Bipartisan Coalition of AGs Sued Google for Monopolies that Hurt Consumers and Small Businesses

Chicago – Attorney General Kwame Raoul today announced a court victory after the U.S. District Court for the Eastern District of Virginia found that Google has violated the law by maintaining illegal monopolies in the digital advertising technology industry, stifling competition and harming website publishers, advertisers and consumers. Attorney General Raoul, as part of a bipartisan coalition of 17 attorneys general, joined the Department of Justice (DOJ) in filing a lawsuit against Google in 2023, seeking to stop Google’s anticompetitive conduct that threatens markets in the online advertising industry. 

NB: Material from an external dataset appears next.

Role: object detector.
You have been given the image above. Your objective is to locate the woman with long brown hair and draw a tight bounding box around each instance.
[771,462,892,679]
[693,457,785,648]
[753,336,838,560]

“Google has created an environment in the digital world that has caused harm to online publishers and advertisers by weakening a free and open internet,” Raoul said. “Google has maintained its monopolies in digital advertising technologies for too long, and I am pleased that the court found the company liable for its unlawful actions.”

The coalition’s lawsuit alleges that Google’s market power enables the company to control nearly every aspect of online ad sales, allowing it to extract higher fees from advertisers while paying lower amounts to publishers for their ad space. This conduct hurts consumers and web publishers by making it harder for websites to make enough money on their advertising inventory, preventing them from offering internet users content for free, without subscriptions, paywalls, or alternative forms of monetization.

Today’s decision, issued by Judge Leonie Brinkema of the Eastern District of Virginia, found Google liable for violating antitrust law by willfully acquiring and maintaining monopolies in the publisher ad server and ad exchange markets for open-web display advertising. The judge also found Google liable for unlawfully tying together its publisher ad server and its ad exchange, and that Google harmed competition, its own customers and internet users by imposing anticompetitive policies that reduced quality and increased prices.

 A second phase of the trial to determine remedies for Google’s conduct will take place at a later date.

 Joining Raoul and the DOJ in the lawsuit are the attorneys general of Arizona, California, Colorado, Connecticut, Michigan, Minnesota, Nebraska, New Hampshire, New Jersey, New York, North Carolina, Rhode Island, Tennessee, Virginia, Washington and West Virginia.